Example

Edit the RAN ID

Next, you must delete the RAN ID. Suppose RAN ID 0x0002 is the recorded announcement, "You have won one hundred dollars," and the host wants to change the announcement to "You have won ten dollars." RAN ID 0x0002 is currently playing to several channels from a number of DSP-ONE cards. The host wants to stop these plays in progress, so it sends the Recorded Announcement Single Delete message with the forced flag set, and with the slot and VRA SIMM field set to the wild card (0xFF). This action cancels any current plays of RAN ID 0x0002 and removes all instances of RAN ID 0x0002 stored on cards that support single message deletion.

Important! In this example, you cannot delete instances of RAN ID 0x0002 if they are stored cards with file system Revision 0.

Each VRA SIMM that deletes RAN ID 0x0002 then generates the alarm Single Message Deletion Complete. As soon as the host receives this alarm, it may download the new RAN ID 0x0002 to each VRA SIMM. As soon as the first download completes, the new message is available to play.

Recover the Flash Memory

The final step in using the Single Message Deletion feature is to recover the flash memory used by the deleted RANs. The single message deletion created a new RAN ID 0x0002 and marked the old RAN ID 0x0002 as not to be used. But it did not overwrite the flash memory used by the old message with the new message because flash memory is a write-once mechanism.
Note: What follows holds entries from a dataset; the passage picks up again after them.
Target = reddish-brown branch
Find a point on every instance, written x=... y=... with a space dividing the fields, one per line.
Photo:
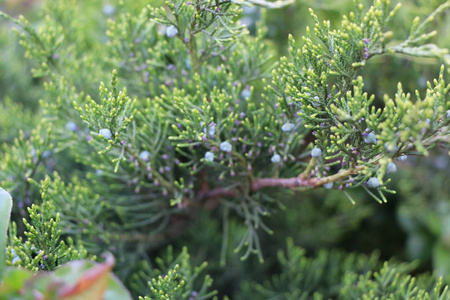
x=210 y=197
x=283 y=182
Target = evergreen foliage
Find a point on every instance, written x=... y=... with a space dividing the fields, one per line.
x=203 y=137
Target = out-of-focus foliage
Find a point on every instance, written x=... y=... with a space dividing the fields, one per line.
x=134 y=125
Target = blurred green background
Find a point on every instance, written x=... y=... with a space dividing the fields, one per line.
x=413 y=225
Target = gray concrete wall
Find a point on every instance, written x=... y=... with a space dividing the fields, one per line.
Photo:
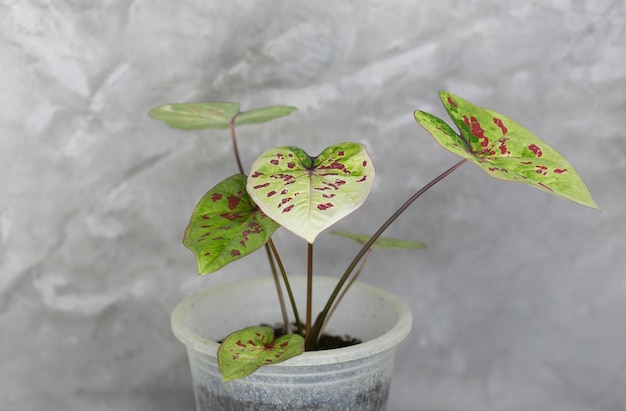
x=519 y=300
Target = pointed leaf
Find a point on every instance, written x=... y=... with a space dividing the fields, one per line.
x=308 y=194
x=382 y=243
x=263 y=114
x=196 y=116
x=245 y=351
x=226 y=226
x=504 y=149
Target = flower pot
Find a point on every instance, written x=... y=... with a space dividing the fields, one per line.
x=351 y=378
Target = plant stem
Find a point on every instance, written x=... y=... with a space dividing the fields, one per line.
x=309 y=297
x=292 y=300
x=279 y=290
x=321 y=318
x=233 y=140
x=345 y=290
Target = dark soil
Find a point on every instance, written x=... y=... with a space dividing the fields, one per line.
x=326 y=342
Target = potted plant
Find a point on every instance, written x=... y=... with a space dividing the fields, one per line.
x=288 y=367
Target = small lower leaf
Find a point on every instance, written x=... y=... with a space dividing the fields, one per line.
x=382 y=243
x=245 y=351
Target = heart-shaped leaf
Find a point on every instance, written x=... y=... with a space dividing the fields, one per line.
x=226 y=226
x=308 y=194
x=196 y=116
x=382 y=243
x=245 y=351
x=504 y=149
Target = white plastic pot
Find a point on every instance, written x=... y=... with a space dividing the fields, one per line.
x=351 y=378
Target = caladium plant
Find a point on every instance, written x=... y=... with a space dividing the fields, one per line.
x=307 y=194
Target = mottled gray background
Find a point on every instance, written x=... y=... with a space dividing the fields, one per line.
x=519 y=302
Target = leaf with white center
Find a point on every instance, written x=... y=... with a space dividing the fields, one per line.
x=245 y=351
x=226 y=226
x=382 y=243
x=308 y=194
x=504 y=149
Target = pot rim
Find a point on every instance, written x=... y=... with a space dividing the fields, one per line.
x=382 y=343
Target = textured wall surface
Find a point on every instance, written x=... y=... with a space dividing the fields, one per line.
x=519 y=302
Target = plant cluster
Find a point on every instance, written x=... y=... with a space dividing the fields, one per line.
x=307 y=194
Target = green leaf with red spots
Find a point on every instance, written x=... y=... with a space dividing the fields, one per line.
x=196 y=116
x=382 y=243
x=245 y=351
x=308 y=194
x=226 y=226
x=504 y=149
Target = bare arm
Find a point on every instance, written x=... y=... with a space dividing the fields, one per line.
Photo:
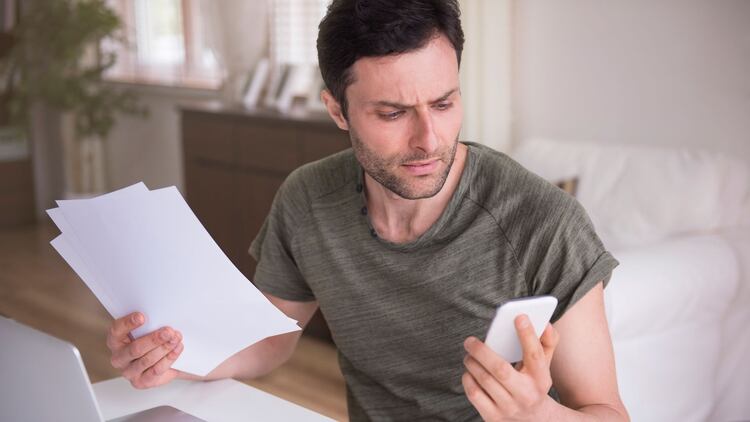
x=268 y=354
x=576 y=354
x=583 y=368
x=147 y=361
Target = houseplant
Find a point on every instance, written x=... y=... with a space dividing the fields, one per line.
x=55 y=61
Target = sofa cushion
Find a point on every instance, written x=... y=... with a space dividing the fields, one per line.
x=682 y=280
x=637 y=194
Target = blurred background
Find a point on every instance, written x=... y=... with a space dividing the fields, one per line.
x=641 y=107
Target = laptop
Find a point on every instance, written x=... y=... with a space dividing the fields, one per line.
x=43 y=379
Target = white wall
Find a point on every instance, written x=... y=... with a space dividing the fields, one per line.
x=150 y=149
x=668 y=72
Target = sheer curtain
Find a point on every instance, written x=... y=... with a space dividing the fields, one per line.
x=486 y=72
x=237 y=33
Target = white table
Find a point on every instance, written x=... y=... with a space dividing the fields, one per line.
x=223 y=400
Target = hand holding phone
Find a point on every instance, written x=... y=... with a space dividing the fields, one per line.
x=502 y=336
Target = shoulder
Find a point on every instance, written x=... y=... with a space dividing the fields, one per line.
x=318 y=179
x=509 y=191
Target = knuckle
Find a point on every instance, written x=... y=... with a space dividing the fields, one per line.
x=114 y=362
x=501 y=370
x=485 y=378
x=135 y=350
x=112 y=333
x=535 y=355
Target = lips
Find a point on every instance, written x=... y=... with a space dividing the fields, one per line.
x=421 y=168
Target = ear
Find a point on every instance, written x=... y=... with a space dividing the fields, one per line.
x=334 y=109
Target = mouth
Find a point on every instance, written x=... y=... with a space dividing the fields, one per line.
x=421 y=168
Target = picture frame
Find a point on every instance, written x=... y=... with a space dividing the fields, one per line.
x=256 y=83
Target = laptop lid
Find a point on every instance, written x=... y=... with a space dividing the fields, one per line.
x=43 y=378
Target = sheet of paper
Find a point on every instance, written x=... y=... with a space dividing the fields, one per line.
x=148 y=252
x=69 y=247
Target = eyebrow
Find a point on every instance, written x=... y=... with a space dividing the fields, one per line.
x=399 y=105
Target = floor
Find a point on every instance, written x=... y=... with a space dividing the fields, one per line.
x=38 y=288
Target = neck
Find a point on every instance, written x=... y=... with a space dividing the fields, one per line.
x=400 y=220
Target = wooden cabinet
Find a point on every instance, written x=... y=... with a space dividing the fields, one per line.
x=235 y=160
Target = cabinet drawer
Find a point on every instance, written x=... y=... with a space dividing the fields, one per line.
x=273 y=148
x=319 y=143
x=208 y=137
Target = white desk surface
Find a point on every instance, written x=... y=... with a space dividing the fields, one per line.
x=223 y=400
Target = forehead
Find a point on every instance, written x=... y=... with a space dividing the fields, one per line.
x=419 y=75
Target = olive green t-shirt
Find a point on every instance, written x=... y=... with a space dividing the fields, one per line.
x=399 y=313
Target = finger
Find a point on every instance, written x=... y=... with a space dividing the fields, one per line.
x=140 y=347
x=534 y=359
x=162 y=372
x=137 y=367
x=550 y=339
x=479 y=398
x=494 y=364
x=121 y=327
x=489 y=384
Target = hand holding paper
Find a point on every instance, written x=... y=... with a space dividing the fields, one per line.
x=141 y=250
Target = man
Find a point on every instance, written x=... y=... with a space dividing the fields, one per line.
x=410 y=240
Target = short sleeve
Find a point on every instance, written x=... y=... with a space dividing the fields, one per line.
x=557 y=247
x=277 y=272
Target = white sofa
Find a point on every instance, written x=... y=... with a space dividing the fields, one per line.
x=678 y=305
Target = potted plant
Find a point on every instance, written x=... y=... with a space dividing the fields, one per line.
x=54 y=60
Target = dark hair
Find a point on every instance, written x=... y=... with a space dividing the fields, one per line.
x=352 y=29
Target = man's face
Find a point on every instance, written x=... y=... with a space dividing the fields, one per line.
x=405 y=113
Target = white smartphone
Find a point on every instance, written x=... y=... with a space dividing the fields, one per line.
x=502 y=336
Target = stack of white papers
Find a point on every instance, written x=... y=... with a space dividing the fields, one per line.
x=141 y=250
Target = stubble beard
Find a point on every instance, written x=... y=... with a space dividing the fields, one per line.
x=379 y=168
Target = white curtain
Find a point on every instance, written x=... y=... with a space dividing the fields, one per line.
x=237 y=33
x=486 y=72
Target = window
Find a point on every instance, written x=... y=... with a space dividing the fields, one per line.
x=166 y=45
x=294 y=30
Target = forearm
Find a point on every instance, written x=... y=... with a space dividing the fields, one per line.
x=593 y=413
x=254 y=361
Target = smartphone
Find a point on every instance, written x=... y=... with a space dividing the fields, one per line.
x=502 y=336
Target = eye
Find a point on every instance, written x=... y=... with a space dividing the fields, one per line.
x=443 y=106
x=392 y=115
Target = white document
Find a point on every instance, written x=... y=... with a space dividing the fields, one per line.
x=141 y=250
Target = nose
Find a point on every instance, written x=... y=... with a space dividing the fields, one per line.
x=424 y=137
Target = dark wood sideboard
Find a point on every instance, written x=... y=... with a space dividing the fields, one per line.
x=234 y=162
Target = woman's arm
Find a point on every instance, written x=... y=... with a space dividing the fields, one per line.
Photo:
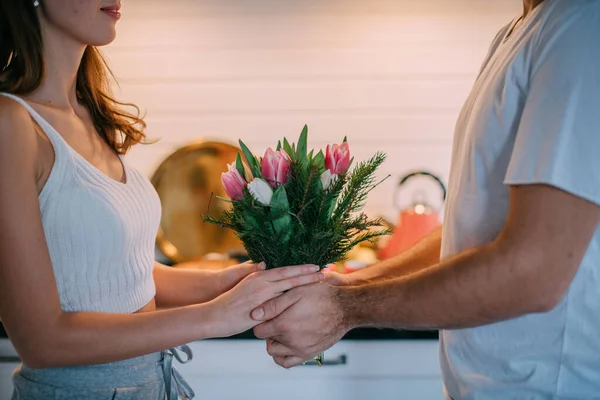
x=186 y=286
x=45 y=336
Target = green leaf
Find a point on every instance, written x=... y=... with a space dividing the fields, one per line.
x=280 y=207
x=252 y=161
x=279 y=201
x=239 y=165
x=302 y=143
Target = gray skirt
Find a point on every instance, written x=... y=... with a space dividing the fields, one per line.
x=149 y=377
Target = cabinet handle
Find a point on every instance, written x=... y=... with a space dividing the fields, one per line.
x=341 y=360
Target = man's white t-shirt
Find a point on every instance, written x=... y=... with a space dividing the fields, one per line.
x=533 y=117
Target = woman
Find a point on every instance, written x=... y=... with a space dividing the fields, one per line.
x=79 y=288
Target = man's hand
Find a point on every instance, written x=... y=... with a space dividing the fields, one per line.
x=301 y=323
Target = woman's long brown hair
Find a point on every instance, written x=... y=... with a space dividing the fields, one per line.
x=22 y=71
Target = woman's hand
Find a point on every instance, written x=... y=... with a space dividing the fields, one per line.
x=228 y=277
x=232 y=309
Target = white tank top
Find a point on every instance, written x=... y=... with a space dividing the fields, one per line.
x=100 y=232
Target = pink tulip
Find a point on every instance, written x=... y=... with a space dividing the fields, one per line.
x=337 y=158
x=233 y=182
x=275 y=167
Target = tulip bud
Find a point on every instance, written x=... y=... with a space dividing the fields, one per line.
x=275 y=167
x=328 y=179
x=337 y=158
x=233 y=182
x=261 y=191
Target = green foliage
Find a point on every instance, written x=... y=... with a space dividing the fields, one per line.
x=305 y=224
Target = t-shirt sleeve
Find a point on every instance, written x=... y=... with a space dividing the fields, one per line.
x=558 y=137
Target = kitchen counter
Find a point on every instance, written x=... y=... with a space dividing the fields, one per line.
x=355 y=334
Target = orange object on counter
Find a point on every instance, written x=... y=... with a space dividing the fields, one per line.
x=414 y=223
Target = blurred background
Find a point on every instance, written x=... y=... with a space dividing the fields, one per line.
x=391 y=75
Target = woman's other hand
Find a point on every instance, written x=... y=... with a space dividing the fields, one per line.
x=232 y=309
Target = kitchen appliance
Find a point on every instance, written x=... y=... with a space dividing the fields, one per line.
x=415 y=221
x=187 y=181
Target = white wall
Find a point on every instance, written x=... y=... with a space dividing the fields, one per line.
x=389 y=74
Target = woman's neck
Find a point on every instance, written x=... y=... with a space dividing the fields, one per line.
x=62 y=57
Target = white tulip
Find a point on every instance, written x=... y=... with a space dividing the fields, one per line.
x=261 y=191
x=328 y=179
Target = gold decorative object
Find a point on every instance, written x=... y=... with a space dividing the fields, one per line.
x=185 y=182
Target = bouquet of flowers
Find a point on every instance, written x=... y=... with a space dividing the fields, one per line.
x=294 y=207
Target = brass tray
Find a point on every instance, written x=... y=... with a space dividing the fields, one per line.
x=185 y=182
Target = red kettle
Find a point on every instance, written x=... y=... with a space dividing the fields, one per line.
x=414 y=222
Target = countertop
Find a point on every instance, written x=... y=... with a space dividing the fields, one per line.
x=355 y=334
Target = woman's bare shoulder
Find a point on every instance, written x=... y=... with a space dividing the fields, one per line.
x=16 y=126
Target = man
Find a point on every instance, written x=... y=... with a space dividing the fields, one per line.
x=516 y=291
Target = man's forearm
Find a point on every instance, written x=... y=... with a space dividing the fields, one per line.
x=477 y=287
x=422 y=255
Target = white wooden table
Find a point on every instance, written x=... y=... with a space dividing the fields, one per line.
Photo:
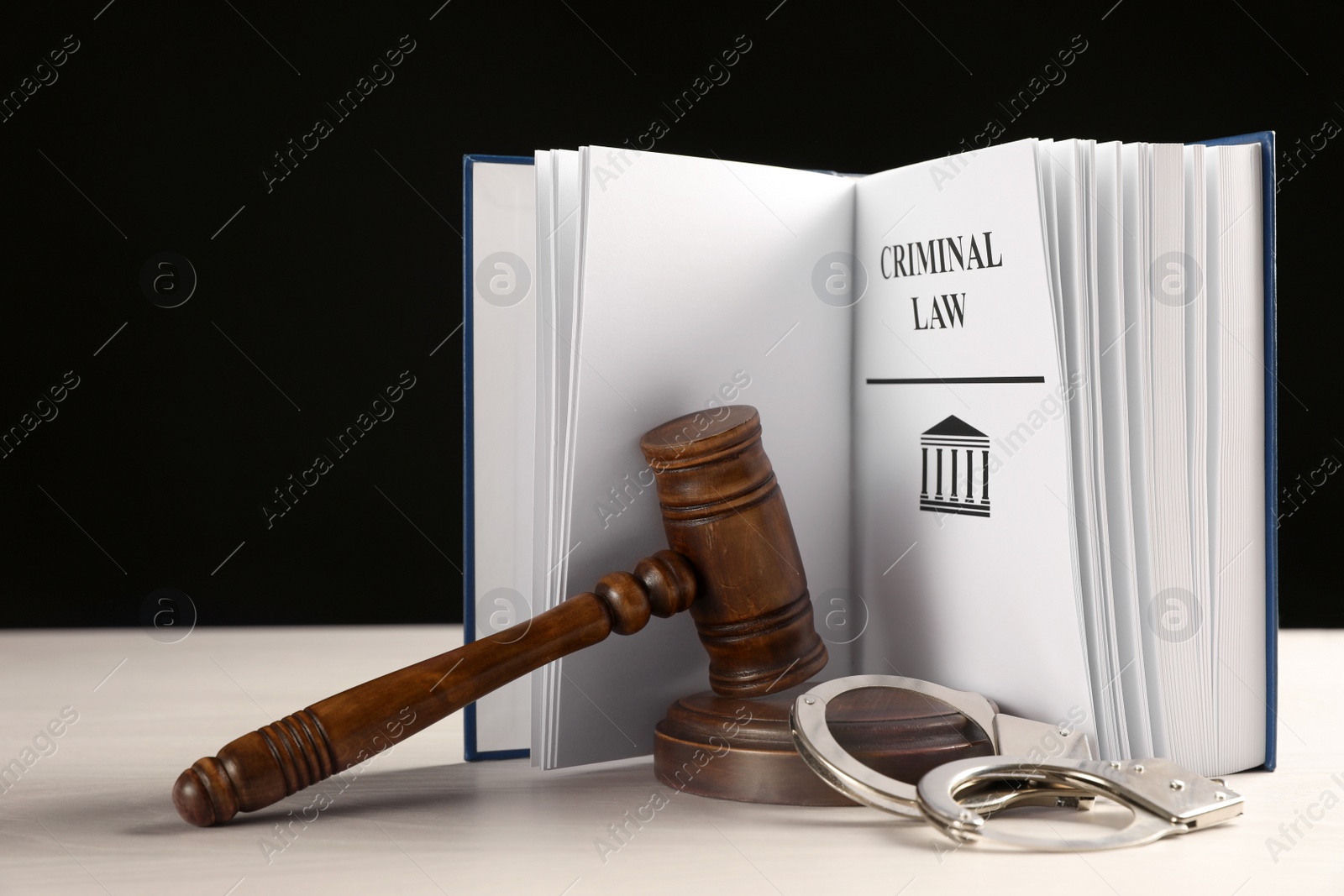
x=96 y=815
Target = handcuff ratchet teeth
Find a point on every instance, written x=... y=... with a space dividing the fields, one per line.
x=956 y=797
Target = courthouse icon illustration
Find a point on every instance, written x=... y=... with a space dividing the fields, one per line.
x=956 y=469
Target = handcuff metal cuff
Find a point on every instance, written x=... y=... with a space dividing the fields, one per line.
x=954 y=797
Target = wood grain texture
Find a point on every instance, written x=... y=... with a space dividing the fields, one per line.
x=354 y=726
x=93 y=819
x=734 y=562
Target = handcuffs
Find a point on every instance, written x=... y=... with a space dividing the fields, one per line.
x=958 y=795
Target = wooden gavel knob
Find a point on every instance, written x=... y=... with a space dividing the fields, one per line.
x=342 y=731
x=734 y=563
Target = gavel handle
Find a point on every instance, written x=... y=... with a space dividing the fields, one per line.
x=354 y=726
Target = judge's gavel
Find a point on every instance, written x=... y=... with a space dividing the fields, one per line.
x=734 y=563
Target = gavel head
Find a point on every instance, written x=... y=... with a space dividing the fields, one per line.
x=723 y=511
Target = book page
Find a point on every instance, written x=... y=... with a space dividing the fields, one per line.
x=503 y=414
x=964 y=520
x=699 y=289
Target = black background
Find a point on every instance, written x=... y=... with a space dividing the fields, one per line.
x=319 y=293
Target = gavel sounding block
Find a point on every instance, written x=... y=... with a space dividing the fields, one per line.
x=739 y=748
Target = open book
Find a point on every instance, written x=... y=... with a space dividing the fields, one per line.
x=1016 y=401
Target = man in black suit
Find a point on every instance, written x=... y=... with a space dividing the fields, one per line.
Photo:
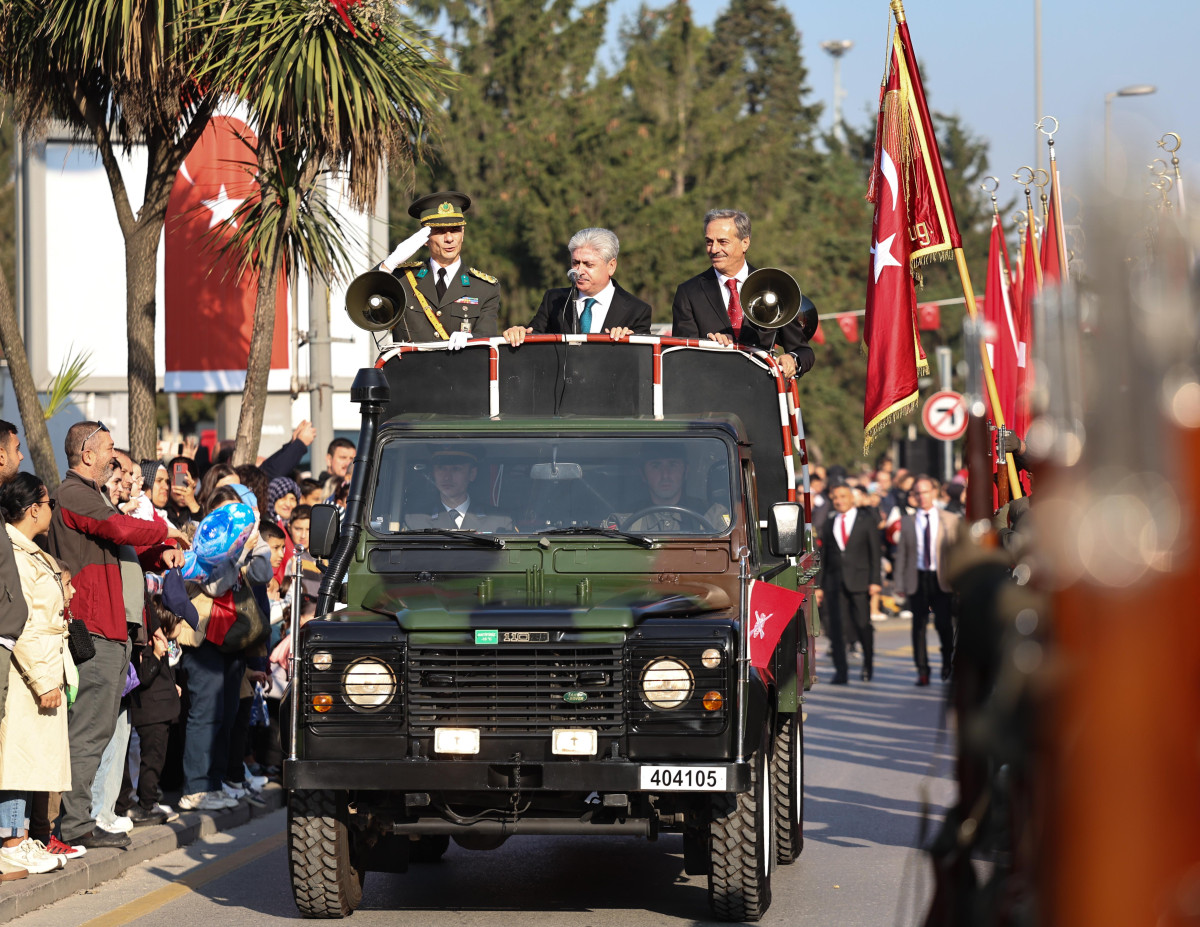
x=599 y=304
x=850 y=575
x=709 y=304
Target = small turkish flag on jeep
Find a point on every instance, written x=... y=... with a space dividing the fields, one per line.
x=771 y=609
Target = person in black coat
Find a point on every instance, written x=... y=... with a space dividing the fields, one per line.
x=600 y=305
x=701 y=307
x=154 y=707
x=850 y=575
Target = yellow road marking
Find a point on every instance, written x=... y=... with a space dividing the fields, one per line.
x=186 y=884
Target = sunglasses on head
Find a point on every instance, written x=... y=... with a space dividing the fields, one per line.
x=102 y=428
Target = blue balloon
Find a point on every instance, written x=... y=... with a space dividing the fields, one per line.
x=222 y=534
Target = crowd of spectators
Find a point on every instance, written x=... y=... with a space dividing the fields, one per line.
x=143 y=625
x=895 y=503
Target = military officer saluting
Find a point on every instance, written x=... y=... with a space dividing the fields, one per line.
x=445 y=298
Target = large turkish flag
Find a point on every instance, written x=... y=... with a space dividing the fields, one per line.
x=209 y=310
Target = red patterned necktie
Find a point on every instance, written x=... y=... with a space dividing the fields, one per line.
x=735 y=307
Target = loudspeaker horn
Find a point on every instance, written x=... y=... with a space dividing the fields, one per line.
x=771 y=298
x=375 y=300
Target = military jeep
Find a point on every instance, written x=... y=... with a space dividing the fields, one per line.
x=571 y=655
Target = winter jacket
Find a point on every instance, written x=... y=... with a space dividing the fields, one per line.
x=34 y=752
x=87 y=533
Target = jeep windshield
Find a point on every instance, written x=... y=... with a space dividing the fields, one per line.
x=583 y=486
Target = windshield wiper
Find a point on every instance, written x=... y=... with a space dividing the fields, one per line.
x=487 y=540
x=640 y=539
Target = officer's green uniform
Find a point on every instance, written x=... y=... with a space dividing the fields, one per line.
x=472 y=301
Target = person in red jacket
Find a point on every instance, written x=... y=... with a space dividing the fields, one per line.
x=87 y=533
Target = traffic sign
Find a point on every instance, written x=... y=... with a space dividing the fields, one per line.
x=945 y=416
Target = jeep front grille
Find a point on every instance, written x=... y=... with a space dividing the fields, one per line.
x=516 y=689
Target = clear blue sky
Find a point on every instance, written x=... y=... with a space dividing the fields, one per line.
x=978 y=63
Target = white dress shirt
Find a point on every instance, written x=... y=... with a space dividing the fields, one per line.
x=847 y=519
x=599 y=309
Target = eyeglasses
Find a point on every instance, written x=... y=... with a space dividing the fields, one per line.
x=102 y=428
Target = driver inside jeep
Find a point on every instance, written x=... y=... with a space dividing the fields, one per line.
x=454 y=471
x=667 y=509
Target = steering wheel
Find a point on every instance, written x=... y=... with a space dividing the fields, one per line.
x=685 y=513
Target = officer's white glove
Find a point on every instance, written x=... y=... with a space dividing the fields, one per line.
x=406 y=249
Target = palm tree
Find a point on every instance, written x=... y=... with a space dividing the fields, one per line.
x=330 y=88
x=120 y=73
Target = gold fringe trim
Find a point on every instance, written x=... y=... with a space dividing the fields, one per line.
x=894 y=412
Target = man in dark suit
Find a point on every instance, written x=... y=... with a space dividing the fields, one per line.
x=850 y=575
x=922 y=550
x=444 y=298
x=709 y=305
x=454 y=471
x=599 y=303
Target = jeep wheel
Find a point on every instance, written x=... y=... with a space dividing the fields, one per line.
x=787 y=784
x=430 y=848
x=325 y=881
x=741 y=847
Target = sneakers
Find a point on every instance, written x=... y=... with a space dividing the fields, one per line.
x=207 y=801
x=61 y=849
x=114 y=824
x=233 y=791
x=100 y=837
x=145 y=817
x=29 y=855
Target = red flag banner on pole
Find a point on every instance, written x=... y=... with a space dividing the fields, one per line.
x=772 y=608
x=1002 y=332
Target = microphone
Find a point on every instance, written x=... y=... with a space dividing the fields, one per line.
x=569 y=305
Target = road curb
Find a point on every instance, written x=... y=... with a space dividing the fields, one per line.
x=147 y=843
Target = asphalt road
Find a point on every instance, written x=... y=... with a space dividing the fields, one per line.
x=876 y=755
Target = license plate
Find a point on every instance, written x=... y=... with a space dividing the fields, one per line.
x=683 y=778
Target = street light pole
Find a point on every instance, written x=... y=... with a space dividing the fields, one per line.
x=837 y=48
x=1132 y=90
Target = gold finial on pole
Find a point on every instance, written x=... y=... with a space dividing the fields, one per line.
x=1175 y=161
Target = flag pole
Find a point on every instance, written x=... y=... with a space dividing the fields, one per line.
x=972 y=311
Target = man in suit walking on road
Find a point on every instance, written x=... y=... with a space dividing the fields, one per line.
x=709 y=305
x=600 y=304
x=850 y=575
x=922 y=550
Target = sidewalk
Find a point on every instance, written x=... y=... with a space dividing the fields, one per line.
x=100 y=866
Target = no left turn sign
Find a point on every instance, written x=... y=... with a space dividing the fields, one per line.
x=945 y=416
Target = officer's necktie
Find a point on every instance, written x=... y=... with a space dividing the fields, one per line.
x=735 y=307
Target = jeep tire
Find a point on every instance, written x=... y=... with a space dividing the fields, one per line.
x=739 y=841
x=787 y=784
x=325 y=881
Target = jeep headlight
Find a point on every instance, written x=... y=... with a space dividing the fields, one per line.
x=666 y=683
x=369 y=683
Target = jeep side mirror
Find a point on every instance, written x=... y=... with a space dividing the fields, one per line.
x=783 y=528
x=323 y=530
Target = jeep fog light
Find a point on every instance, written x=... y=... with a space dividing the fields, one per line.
x=666 y=683
x=369 y=683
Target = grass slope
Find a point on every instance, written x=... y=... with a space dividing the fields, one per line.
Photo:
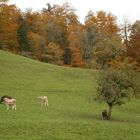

You can recover the flash memory using the Recorded Announcement File System Defragment (0x0103) message. You can defragment whenever it is convenient or when more memory is needed for RAN downloads. The Recorded Announcement File System Report (0x0119) message provides defragmentation levels and memory use information. When a large proportion of the memory could be recovered by defragmentation, an alarm is sent.

The host must first take each VRA SIMM Out of Service, defragment the flash memory, then bring the VRA SIMM In Service, one SIMM at a time.